EIS
- Founded: 1847; 179 years ago
- Headquarters: Edinburgh, Scotland
- Location: Scotland;
- Members: ▼58,566 (2024)
- General Secretary: Andrea Bradley
- Affiliations: STUC, TUC, EI
- Website: eis.org.uk

= Educational Institute of Scotland =

Teachers' trade union in Scotland

The Educational Institute of Scotland (EIS) (Gàidhlig: Institiud Foghlaim na h-Alba) is the oldest teachers' trade union in the world, having been founded in 1847 when dominies became concerned about the effect of changes to the system of education in Scotland on their professional status. The EIS is the largest teaching union in Scotland, representing 80% of the country's teachers and lecturers. As of 2022 it has 56,342 members.

==General Secretaries==
1910-1915: Samual Murray
1915-1922: Hugh Cameron
1922-1926: George Crossar Pringle
1926-1941: Tom Henderson
1941-1945: John Wishart
1945-1952: Alexander J. Belford
1952-1960: William Campbell
1960-1974: Gilbert Stewart Bryden
1974-1988: John D. Pollock
1988-1995: Jim Martin
1995-2012: Ronnie Smith
2012-2022: Larry Flanagan
2022-present: Andrea Bradley

A copy of the Scottish Educational Journal from 21 June 1979, in tabloid format.

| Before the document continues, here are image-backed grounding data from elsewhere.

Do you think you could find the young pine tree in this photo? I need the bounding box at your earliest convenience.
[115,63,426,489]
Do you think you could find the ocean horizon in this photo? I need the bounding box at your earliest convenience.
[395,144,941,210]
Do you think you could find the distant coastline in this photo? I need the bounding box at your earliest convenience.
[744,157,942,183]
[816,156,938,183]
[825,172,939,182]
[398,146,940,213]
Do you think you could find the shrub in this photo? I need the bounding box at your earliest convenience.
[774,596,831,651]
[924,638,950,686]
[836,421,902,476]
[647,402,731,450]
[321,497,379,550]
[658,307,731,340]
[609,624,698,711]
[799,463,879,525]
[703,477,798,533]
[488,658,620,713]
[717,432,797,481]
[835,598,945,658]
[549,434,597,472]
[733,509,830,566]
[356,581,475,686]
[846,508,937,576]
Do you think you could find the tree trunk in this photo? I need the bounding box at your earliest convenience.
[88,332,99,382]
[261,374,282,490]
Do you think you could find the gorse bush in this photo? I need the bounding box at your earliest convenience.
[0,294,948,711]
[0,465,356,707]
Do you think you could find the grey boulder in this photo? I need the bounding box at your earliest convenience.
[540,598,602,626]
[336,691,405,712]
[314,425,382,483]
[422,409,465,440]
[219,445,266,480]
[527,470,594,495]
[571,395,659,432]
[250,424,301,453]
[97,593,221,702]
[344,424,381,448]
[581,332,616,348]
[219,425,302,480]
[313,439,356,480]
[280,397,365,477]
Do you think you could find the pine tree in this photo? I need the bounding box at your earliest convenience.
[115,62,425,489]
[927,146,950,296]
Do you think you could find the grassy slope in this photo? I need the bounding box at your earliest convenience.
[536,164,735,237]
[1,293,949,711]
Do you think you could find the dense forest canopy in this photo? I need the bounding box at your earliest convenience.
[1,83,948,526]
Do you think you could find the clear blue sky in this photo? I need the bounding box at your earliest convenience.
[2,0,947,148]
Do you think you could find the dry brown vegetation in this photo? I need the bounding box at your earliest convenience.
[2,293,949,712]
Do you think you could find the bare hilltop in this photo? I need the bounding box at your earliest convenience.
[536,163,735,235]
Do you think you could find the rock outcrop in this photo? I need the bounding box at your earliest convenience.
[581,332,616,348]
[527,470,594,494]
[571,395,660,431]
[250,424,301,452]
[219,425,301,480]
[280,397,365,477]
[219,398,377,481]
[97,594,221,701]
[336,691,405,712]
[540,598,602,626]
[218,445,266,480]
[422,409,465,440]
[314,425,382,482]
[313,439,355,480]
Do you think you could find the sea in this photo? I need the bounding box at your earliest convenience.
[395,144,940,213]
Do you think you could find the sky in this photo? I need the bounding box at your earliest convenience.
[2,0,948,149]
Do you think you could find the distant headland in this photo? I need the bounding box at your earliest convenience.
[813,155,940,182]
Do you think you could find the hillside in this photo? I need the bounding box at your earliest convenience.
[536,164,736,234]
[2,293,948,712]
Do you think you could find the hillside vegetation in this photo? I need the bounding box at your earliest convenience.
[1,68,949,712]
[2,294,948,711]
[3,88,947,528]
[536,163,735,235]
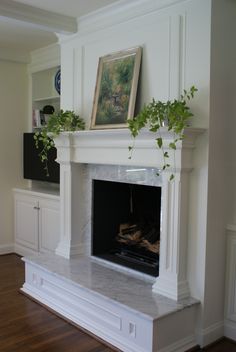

==Scottish Educational Journal==
The magazine of the EIS started in 1876 as a densely typeset, weekly tabloid called The Educational News. In 1918, the publication was renamed Scottish Educational Journal (SEJ). Like its predecessor, the SEJ started as a weekly tabloid, but by the late 20th century it had become a monthly magazine.

==Fellowships==

Since being granted a royal charter by Queen Victoria, it is the only union able to award degrees. A recipient of the EIS degree is a Fellow of the Educational Institute of Scotland, denoted by the post-nominal FEIS.

An early example of such a degree (awarded in December 1847) was worded as follows:

The Educational Institute of Scotland
DIPLOMA OF FELLOW.

We, the Committee of Fellows of the Educational Institute of Scotland, appointed by the General Meeting which was held in the High School of Edinburgh on Saturday the 18th September 1847 to grant Diplomas to those Members admitted within the year 1847 who might be desirous of obtaining the Grade of Junior Licentiate, Senior Licentiate or Fellow, having examined the evidence produced by Mr John Gibson Smith, Schoolmaster of Ednam, in attestation of his professional attainments, experience and skill – and having found that his testimonials certify -

1st That he is qualified to teach English, Grammar, Composition, History, Geography, Writing, Arithmetic, Algebra, Natural Science, Agricultural Chemistry, Latin, Greek and French.

2nd That he has taught with acceptance and success during a period of Twenty years all the above named branches -

Do hereby, on the 11th day of December 1847, grant to the said Mr John Gibson Smith this Diploma conferring on him the Grade of Fellow of the Educational Institute of Scotland, with all the honours rights and privileges thereto belonging.

(Signed) L. Schmits, George S. Davidson, F.R. Low L.L.D., James Fulton, John White, Alex Reid L.L.D., Walter Nichol L.L.D., Wm. Knox.

==Women in the EIS==

The 20 June 1913 issue of The Educational News reported that the EIS had elected its first woman president, Elizabeth Fish. The report also reflected on the progress of women teachers in Scotland. "When the Institute was founded in 1847," the report says, "education was looked upon as a man's work." Women teachers were virtually absent in schools before the passage of the Education (Scotland) Act 1872, but by the time Fish was named as president, there were six times as many women teachers as men, and women were also represented in the EIS council. The article also touched upon the subject of pay equity, decrying the "shameful salaries" many women teachers were paid.

== Industrial action ==
In 2011 and again in 2018, threats of industrial action by the EIS evoked memories for many of the long-running teacher strikes of the 1980s. During the 1984-86 industrial action almost 15 million pupil days were lost across Scotland. It was a sustained campaign in opposition to the Conservative Government. Former trade union leader Larry Flanagan described it as "the first time that any group of workers, anywhere in the UK, successfully stood firm in defiance of a concerted, ideologically driven attack by the Tory government."

In March 2026, the EIS secured an 85% vote in favour of strike action on a 60% turnout in support of achieving a reduction in pupil contact to 21 hours per week.